Investigation of the thermal development length in annular upward heated laminar supercritical fluid flows

Supercritical fluids are being used more commonly today in industrial applications, such as heat exchangers and coal fired power plants. Heat transfer to supercritical fluids shows complex behavior because the fluid properties vary sharply with temperature. As a consequence, the development length of the thermal boundary layer is expected to show complex behavior as well. In this paper the development length of the thermal boundary layer in supercritical CO2 and water flowing upward at laminar flow conditions is investigated analytically and numerically. An annulus configuration was selected as this geometry can be typically found in heat exchangers and a new nuclear reactor concept, the supercritical water reactor (SCWR). The laminar flow condition has been chosen in order to fully focus on the effect that temperature variations have on the development of the thermal boundary layer and to exclude any influence turbulence models might induce.

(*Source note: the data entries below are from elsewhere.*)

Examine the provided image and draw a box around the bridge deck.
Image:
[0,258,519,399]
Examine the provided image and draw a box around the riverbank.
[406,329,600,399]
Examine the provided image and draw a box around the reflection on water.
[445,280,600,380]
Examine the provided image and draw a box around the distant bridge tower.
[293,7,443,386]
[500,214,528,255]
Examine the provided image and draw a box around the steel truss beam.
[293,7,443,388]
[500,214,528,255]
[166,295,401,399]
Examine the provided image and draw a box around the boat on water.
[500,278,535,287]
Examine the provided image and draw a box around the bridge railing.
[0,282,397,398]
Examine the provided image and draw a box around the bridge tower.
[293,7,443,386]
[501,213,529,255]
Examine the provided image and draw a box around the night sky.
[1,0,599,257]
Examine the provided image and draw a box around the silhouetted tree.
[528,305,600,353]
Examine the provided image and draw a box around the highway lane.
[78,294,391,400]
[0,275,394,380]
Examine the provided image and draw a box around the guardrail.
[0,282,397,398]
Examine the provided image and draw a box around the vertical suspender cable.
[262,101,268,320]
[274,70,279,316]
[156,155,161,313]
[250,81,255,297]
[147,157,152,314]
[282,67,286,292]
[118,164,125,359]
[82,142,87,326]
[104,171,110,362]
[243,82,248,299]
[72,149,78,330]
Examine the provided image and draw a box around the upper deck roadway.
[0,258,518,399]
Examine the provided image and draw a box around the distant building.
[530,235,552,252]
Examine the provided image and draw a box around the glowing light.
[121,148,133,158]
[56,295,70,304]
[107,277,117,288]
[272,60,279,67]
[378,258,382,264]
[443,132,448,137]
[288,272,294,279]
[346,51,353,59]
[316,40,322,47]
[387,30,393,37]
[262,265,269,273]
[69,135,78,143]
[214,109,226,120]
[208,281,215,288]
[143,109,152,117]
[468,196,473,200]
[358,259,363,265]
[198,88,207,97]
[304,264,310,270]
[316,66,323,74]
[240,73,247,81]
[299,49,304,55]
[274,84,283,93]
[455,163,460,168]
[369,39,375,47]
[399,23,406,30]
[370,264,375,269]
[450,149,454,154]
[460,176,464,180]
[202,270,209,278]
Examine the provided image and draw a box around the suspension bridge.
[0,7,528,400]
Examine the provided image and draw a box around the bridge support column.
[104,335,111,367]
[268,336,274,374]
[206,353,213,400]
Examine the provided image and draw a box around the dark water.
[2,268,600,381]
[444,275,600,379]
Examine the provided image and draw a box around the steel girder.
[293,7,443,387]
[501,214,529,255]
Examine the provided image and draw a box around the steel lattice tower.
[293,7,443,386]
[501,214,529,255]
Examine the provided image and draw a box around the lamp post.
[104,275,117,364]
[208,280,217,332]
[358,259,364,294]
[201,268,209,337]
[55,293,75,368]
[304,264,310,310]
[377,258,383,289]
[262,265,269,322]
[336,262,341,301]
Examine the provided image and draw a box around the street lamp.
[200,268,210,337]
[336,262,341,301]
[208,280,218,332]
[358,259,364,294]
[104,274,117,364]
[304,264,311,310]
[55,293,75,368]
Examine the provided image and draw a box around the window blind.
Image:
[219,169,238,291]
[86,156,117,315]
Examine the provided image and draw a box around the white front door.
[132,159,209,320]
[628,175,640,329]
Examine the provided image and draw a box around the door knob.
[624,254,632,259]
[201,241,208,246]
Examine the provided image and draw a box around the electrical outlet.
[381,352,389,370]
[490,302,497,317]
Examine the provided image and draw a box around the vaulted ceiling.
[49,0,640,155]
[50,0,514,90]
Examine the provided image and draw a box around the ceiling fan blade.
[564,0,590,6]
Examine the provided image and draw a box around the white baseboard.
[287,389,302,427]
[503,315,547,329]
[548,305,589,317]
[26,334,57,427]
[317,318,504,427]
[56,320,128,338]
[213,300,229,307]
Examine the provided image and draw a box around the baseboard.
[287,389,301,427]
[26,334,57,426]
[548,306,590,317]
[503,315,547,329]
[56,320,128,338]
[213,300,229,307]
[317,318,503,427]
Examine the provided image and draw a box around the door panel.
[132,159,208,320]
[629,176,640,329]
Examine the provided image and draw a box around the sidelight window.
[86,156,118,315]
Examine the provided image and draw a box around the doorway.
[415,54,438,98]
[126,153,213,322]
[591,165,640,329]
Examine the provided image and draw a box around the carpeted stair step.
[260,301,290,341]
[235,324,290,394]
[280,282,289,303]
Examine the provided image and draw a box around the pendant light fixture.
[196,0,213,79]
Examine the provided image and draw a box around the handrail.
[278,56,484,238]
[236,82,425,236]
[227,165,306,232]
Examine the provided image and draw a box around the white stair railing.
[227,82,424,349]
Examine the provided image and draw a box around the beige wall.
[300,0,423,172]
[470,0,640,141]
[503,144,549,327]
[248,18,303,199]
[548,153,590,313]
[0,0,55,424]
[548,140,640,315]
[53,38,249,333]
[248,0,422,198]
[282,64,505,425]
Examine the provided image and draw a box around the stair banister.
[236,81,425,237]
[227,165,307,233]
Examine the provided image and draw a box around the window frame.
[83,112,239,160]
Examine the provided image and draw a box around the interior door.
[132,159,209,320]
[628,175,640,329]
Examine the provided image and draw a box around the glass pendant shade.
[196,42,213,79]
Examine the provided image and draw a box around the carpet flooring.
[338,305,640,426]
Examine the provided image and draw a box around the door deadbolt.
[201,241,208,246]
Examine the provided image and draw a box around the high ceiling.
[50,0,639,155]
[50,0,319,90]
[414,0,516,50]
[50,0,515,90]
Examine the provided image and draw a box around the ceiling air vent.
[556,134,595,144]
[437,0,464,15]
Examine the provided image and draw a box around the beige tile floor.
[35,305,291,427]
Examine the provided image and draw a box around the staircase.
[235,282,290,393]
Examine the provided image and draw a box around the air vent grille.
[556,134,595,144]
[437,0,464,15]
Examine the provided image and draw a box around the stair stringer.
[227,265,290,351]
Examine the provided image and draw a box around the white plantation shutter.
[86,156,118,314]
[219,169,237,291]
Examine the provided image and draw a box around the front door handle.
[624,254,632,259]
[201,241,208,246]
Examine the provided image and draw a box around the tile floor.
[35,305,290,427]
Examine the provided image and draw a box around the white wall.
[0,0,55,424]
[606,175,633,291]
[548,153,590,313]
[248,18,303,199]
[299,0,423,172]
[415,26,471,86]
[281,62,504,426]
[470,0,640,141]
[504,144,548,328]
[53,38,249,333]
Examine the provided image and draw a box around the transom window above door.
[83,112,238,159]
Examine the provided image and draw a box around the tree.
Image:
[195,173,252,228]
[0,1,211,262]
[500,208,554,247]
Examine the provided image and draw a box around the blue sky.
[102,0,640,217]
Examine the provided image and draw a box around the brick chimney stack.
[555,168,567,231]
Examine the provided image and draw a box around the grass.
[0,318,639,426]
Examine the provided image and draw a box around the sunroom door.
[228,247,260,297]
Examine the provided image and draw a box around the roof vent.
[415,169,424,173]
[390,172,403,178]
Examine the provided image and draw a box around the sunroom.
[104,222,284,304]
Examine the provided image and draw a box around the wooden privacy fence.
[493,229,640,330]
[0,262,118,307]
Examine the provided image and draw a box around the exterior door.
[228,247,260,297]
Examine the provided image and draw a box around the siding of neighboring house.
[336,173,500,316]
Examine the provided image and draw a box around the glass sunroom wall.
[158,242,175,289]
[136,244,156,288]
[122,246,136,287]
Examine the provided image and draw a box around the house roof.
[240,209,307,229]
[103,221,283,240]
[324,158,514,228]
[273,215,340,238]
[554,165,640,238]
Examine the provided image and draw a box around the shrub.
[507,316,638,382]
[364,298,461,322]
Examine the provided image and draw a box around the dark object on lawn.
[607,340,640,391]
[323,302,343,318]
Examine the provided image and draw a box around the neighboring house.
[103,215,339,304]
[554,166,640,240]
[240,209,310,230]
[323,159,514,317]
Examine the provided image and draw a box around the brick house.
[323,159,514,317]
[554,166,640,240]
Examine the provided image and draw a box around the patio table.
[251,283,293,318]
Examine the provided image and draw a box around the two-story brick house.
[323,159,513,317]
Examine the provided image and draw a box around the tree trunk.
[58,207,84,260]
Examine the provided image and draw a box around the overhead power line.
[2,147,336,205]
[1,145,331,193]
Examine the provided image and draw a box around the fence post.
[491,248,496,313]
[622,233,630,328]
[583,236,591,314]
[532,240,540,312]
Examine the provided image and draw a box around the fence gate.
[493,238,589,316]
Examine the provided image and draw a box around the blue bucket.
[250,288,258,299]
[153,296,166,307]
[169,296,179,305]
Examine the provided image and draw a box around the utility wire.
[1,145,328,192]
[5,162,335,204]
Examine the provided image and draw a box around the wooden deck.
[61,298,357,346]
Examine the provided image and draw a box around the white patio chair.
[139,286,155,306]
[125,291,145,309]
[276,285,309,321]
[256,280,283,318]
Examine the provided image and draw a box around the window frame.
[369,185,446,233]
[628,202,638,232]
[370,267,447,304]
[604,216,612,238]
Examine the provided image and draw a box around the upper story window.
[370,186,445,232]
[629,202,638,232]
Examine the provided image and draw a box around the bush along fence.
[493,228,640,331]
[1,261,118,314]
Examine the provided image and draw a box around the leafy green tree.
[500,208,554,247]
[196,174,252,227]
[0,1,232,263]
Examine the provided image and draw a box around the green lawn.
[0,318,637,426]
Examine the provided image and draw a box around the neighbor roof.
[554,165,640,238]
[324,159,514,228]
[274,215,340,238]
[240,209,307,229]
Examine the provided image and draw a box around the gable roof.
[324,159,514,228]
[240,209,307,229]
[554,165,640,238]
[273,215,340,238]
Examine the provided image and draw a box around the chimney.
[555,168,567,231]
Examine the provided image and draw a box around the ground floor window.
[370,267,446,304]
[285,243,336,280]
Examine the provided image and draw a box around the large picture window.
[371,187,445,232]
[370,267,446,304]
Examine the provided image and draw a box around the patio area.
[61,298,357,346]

It is analytically shown that the thermal development length is not only a function of the Peclet number, but also of dimensionless numbers that represent fluid property changes, as well as the inlet temperature. The analytical model also explains how the varying properties affect heat transfer. Analytical insights and numerical results are then combined to show that the thermal development length can be written as a dimensionless ratio of wall heat flux and mass flux for given temperature and pressure. Although mostly CO2 (9.52 MPa) was investigated, it is shown that a similar result can be obtained for water (25 MPa).